Post-acute integration at Partners began more than a handful of years ago from the very top of the organization.

“Our CEO took the bold step at the time to basically say, ‘We need to get it more efficient. We need to start tightening our belt.’ The work we did at Partners Community Care was sort of a test for the work that needs to happen and is starting to happen at the Partners level,” Campbell recalled.

Prior to that realization, parts of the health system were functioning rather independently and without much regard for its implications for the network as a whole.

“It’s really hard to get people to change behavior. It does not come easily. It takes an extraordinary amount of effort, communication, and reinforcement measurements for us to get to value-based care.”

“Six or seven years ago, each of our entities was a separate entity with a separate leadership team — these almost semi-autonomous hospitals and delivery sites within our own network within the larger network of Partners,” added Campbell.

In working to address fragmentation across the Spaulding Rehabilitation Network at Partners, the post-acute component of the system in conjunction with the academic medical centers, affiliated hospitals, and other specialty facilities to create a means of placing patients in the most appropriate setting and limit variation in doing so.

“We now have a single admitting office that basically from the time the patient is identified as a candidate for discharge begins to manage that whole process,” Campbell revealed. “They are dealing with the case management group at the academic medical centers, payers, and admitting offices at the different levels of care within post-acute and gathering all the supporting clinical information and documentation to that ultimately determines where is the patient going to get placed.”

That unified methodology carried over to other aspects of the health system.
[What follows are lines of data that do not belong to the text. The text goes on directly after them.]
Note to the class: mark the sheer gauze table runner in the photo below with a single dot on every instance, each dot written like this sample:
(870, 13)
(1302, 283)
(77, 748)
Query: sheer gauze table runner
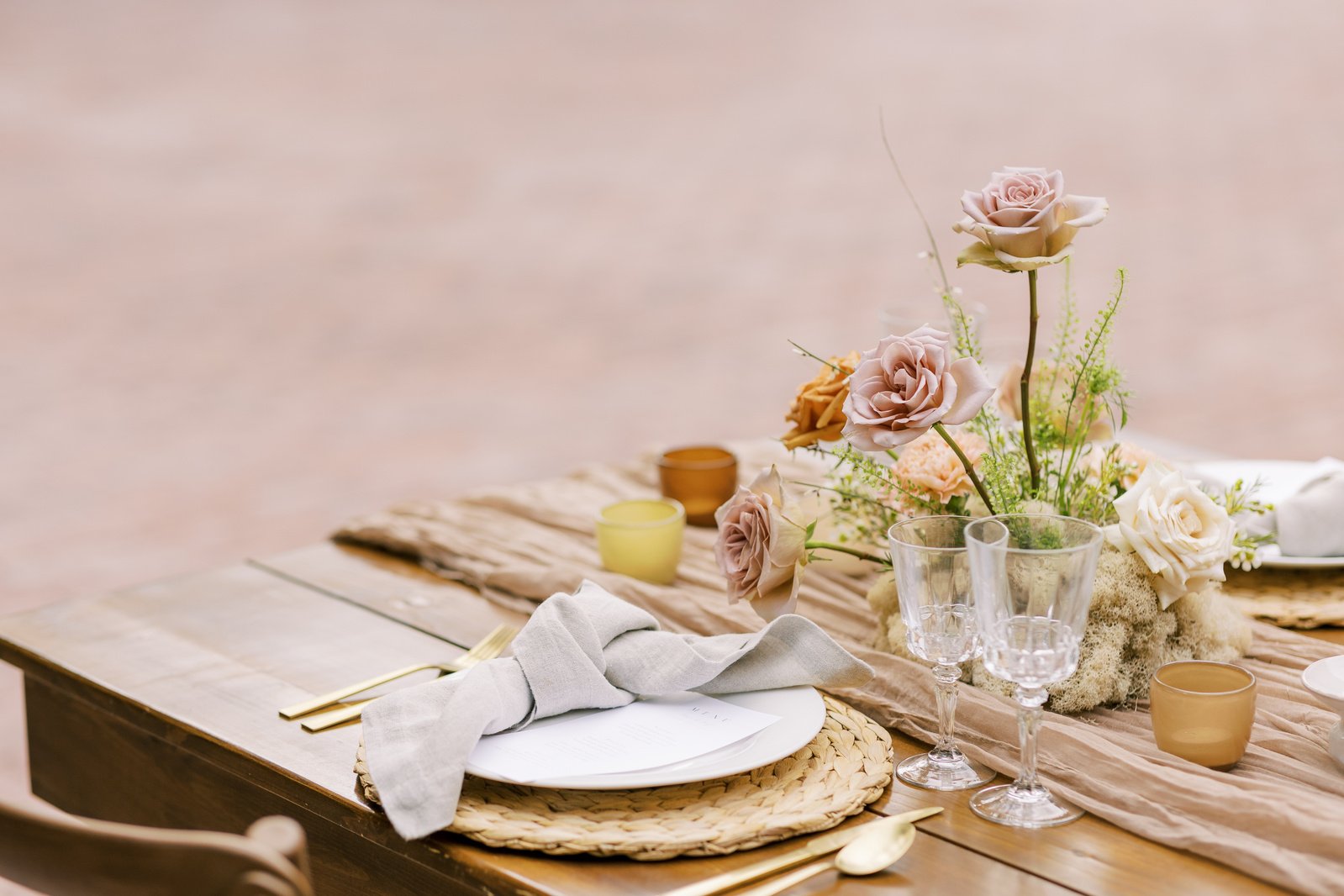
(1277, 815)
“On the operations side (nursing, therapy, physicians, etc.), we also have a single executive leadership team — a vice president of nursing, a vice president of therapies, a vice president of physician staff for the network.  Having a single leadership team also helps create homogeneity,” said Campbell.

The level of behavior change and change management required of these novels approach to streamlined care delivery makes the transition a complex and difficult one. But the payoff of improved patient experience, population health, and cost reduction provides sufficient incentive for staying the course.

“It’s really hard to get people to change behavior. It does not come easily. It takes an extraordinary amount of effort, communication, and reinforcement measurements for us to get to value-based care,” Campbell concluded.